Last May Japan succumbed to intense diplomatic pressures from numerous countries and announced its intent to ratify the 1980 Hague Convention on the Civil Aspects of International Child Abduction. Preparations are underway, and Prime Minister Yoshihiko Noda aims to submit implementing legislation to the Diet in early 2012. But, mixed public opinion and resistance among members of Japan’s leading party threaten to impede or substantially delay treaty ratification. Meanwhile, Japan’s plans to ratify the Hague treaty are cold comfort to several hundred parents whose parentally kidnapped children are already in Japan; they won’t find relief because the treaty doesn’t apply retroactively.

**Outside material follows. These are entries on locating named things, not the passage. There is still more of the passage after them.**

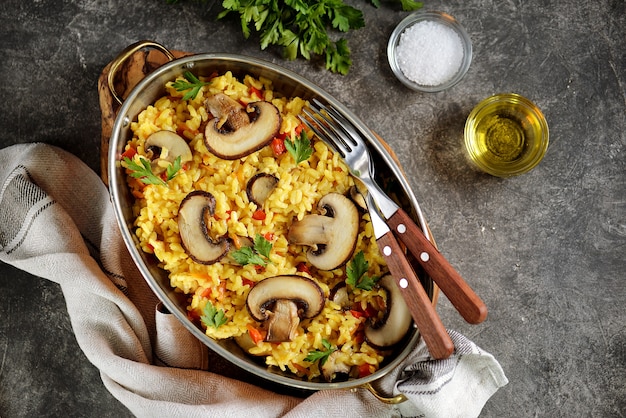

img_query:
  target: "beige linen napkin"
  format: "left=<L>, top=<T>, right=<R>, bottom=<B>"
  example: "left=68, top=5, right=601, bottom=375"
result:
left=0, top=144, right=508, bottom=418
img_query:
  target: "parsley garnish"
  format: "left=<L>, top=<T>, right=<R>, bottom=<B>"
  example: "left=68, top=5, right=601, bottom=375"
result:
left=166, top=0, right=422, bottom=74
left=304, top=339, right=337, bottom=366
left=346, top=251, right=379, bottom=290
left=231, top=234, right=273, bottom=266
left=285, top=131, right=313, bottom=164
left=172, top=71, right=211, bottom=100
left=200, top=301, right=228, bottom=329
left=124, top=156, right=182, bottom=186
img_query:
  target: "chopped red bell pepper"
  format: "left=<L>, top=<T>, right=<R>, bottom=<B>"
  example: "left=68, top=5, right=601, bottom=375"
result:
left=271, top=137, right=287, bottom=157
left=246, top=324, right=267, bottom=344
left=252, top=209, right=267, bottom=221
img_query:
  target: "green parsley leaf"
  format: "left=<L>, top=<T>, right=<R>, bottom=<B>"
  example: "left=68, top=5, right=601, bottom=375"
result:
left=124, top=157, right=165, bottom=186
left=285, top=131, right=313, bottom=164
left=165, top=0, right=422, bottom=73
left=304, top=339, right=337, bottom=366
left=230, top=234, right=273, bottom=267
left=165, top=155, right=182, bottom=181
left=254, top=234, right=273, bottom=259
left=172, top=71, right=211, bottom=100
left=124, top=156, right=182, bottom=186
left=200, top=301, right=228, bottom=329
left=400, top=0, right=424, bottom=12
left=346, top=251, right=380, bottom=290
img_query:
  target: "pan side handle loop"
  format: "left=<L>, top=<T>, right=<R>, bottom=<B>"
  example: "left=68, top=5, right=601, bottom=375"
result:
left=363, top=383, right=407, bottom=405
left=107, top=40, right=176, bottom=104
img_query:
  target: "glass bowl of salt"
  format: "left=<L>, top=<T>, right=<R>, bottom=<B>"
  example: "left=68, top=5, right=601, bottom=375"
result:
left=387, top=11, right=472, bottom=93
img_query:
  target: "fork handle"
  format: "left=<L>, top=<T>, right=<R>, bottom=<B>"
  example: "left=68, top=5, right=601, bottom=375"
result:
left=387, top=209, right=487, bottom=324
left=377, top=231, right=454, bottom=359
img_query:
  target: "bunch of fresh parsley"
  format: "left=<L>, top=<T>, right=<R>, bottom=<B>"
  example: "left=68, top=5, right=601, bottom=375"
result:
left=166, top=0, right=422, bottom=74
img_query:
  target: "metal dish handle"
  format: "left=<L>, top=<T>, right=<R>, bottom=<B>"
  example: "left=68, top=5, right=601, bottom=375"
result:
left=362, top=383, right=407, bottom=405
left=107, top=40, right=176, bottom=105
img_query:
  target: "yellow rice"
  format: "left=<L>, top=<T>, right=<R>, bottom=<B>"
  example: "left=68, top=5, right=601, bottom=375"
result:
left=126, top=72, right=386, bottom=379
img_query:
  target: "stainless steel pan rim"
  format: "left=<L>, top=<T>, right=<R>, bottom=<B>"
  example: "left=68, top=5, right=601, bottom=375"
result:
left=108, top=44, right=432, bottom=400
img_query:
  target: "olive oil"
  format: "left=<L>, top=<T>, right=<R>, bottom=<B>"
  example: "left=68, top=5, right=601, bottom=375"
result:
left=476, top=114, right=526, bottom=162
left=465, top=94, right=548, bottom=177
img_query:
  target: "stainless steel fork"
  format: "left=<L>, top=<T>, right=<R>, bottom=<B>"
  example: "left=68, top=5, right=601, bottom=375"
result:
left=303, top=100, right=487, bottom=324
left=303, top=102, right=454, bottom=359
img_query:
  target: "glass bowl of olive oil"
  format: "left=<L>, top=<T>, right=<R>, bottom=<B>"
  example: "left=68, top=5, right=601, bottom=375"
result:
left=465, top=93, right=549, bottom=177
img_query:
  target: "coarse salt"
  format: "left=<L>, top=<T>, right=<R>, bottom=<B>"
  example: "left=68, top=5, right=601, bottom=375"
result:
left=396, top=20, right=463, bottom=86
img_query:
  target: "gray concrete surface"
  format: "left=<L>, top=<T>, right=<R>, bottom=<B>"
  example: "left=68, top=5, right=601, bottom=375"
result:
left=0, top=0, right=626, bottom=417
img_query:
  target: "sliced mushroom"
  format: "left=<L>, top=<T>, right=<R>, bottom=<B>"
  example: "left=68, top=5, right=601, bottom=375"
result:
left=144, top=130, right=193, bottom=174
left=322, top=351, right=350, bottom=382
left=365, top=274, right=412, bottom=348
left=246, top=275, right=325, bottom=342
left=204, top=93, right=281, bottom=160
left=178, top=190, right=230, bottom=264
left=246, top=173, right=278, bottom=207
left=287, top=193, right=359, bottom=270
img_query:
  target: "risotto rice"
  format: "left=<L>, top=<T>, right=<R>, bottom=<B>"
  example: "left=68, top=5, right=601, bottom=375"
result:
left=124, top=72, right=394, bottom=379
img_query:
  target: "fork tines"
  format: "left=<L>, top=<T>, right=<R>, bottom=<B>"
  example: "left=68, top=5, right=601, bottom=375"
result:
left=300, top=99, right=356, bottom=158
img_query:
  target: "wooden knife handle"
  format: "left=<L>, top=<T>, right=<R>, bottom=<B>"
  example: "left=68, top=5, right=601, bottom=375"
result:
left=377, top=231, right=454, bottom=359
left=387, top=209, right=487, bottom=324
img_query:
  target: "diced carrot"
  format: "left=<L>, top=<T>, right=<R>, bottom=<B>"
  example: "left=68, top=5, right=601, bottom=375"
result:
left=252, top=209, right=267, bottom=221
left=246, top=324, right=267, bottom=344
left=291, top=362, right=309, bottom=376
left=122, top=147, right=137, bottom=159
left=241, top=278, right=256, bottom=288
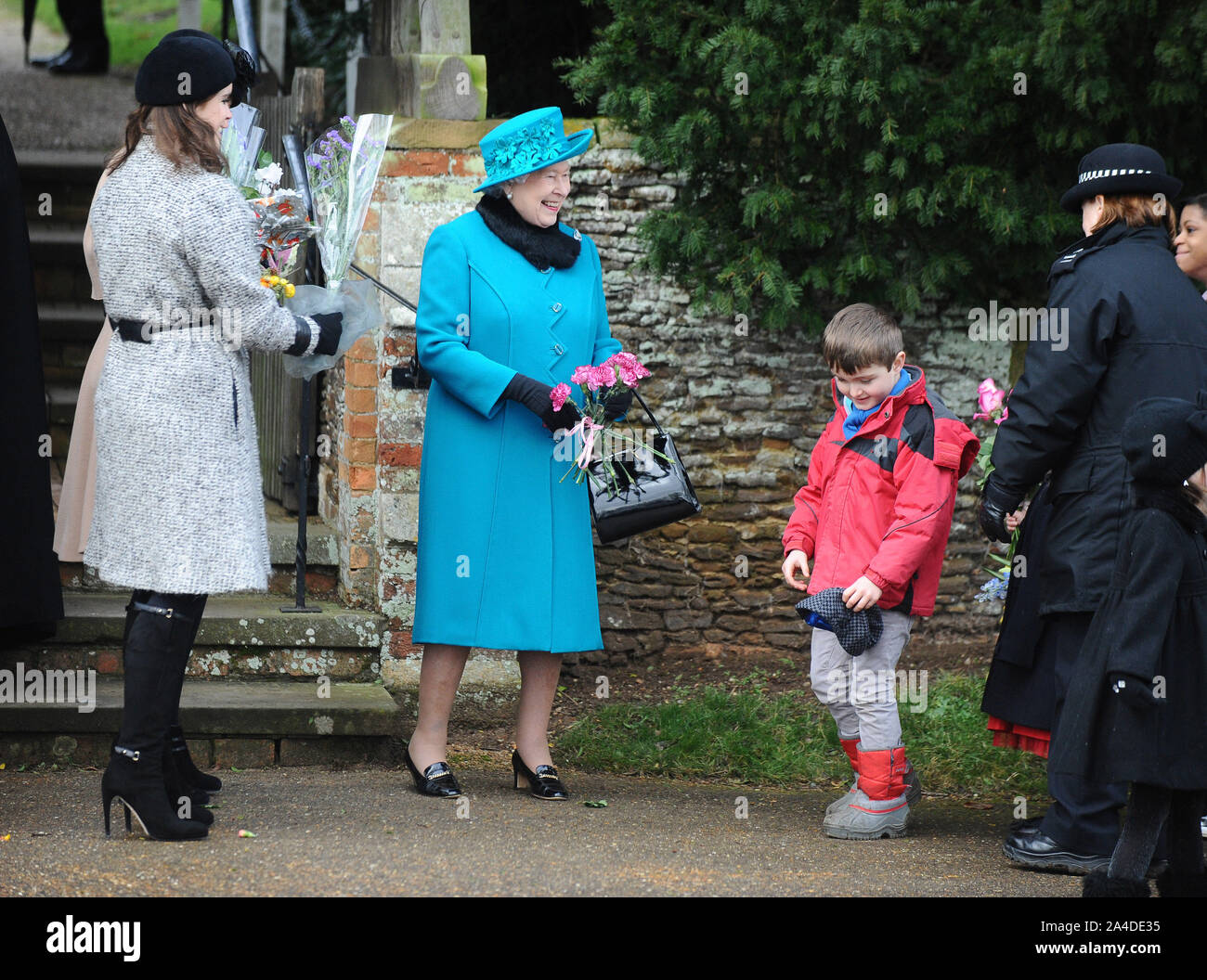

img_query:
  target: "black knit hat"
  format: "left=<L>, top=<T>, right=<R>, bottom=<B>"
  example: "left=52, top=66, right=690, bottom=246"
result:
left=1059, top=142, right=1182, bottom=213
left=1123, top=391, right=1207, bottom=485
left=797, top=586, right=885, bottom=656
left=134, top=32, right=236, bottom=105
left=160, top=28, right=256, bottom=109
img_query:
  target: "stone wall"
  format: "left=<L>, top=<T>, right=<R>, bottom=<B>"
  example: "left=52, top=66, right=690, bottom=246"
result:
left=320, top=120, right=1010, bottom=683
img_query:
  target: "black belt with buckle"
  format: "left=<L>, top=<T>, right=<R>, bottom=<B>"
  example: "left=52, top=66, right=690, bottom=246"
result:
left=109, top=316, right=151, bottom=344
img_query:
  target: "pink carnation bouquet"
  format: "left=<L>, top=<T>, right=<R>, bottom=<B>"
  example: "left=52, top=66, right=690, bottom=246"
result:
left=550, top=351, right=670, bottom=490
left=973, top=378, right=1009, bottom=491
left=973, top=378, right=1019, bottom=602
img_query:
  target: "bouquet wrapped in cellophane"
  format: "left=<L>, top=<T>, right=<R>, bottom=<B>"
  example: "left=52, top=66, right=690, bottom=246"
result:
left=221, top=103, right=265, bottom=197
left=285, top=113, right=394, bottom=378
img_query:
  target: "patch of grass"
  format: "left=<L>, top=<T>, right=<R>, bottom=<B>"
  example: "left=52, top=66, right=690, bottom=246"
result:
left=558, top=672, right=1046, bottom=798
left=3, top=0, right=224, bottom=70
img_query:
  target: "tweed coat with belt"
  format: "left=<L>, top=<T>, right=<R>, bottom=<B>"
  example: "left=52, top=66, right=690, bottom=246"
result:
left=84, top=136, right=318, bottom=594
left=411, top=212, right=620, bottom=651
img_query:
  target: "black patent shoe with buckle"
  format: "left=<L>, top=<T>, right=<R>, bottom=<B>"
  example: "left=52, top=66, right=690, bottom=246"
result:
left=403, top=746, right=465, bottom=796
left=512, top=750, right=570, bottom=800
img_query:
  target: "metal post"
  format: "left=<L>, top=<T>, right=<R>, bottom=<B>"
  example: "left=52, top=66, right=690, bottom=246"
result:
left=281, top=125, right=323, bottom=612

Left-behind father Paul Toland has seen his daughter only three times since her mother took their 9-month-old baby to Japan in 2003; the girl is now 9 years old. Four years after she abducted their daughter, Toland’s wife committed suicide. Instead of granting Toland custody, Japan awarded custody to the maternal grandmother. Toland told the Japan Times:
Hundreds of children have been abducted and none have ever been returned (from Japan). It’s frustrating — you know that you are in a losing battle. Signing the Hague is just a very small step — there is so much else that needs to be done. The true test will be how many children do they actually return and how well will they work with us fathers in the existing cases. If you have your own child stripped away from you, your human rights are violated. It’s not a personal issue to us, it’s a human rights issue. Every parent has the right to their child and every child has the right to know and love both parents.
Despite pressure from President Barack Obama, Prime Minister Noda has reportedly been evasive about returning already-abducted kids to their lawful custodial parents around the world. U.S. Rep. Chris Smith has proposed that Japan and the U.S. sign a memorandum of understanding addressing outstanding cases not subject to the Hague treaty.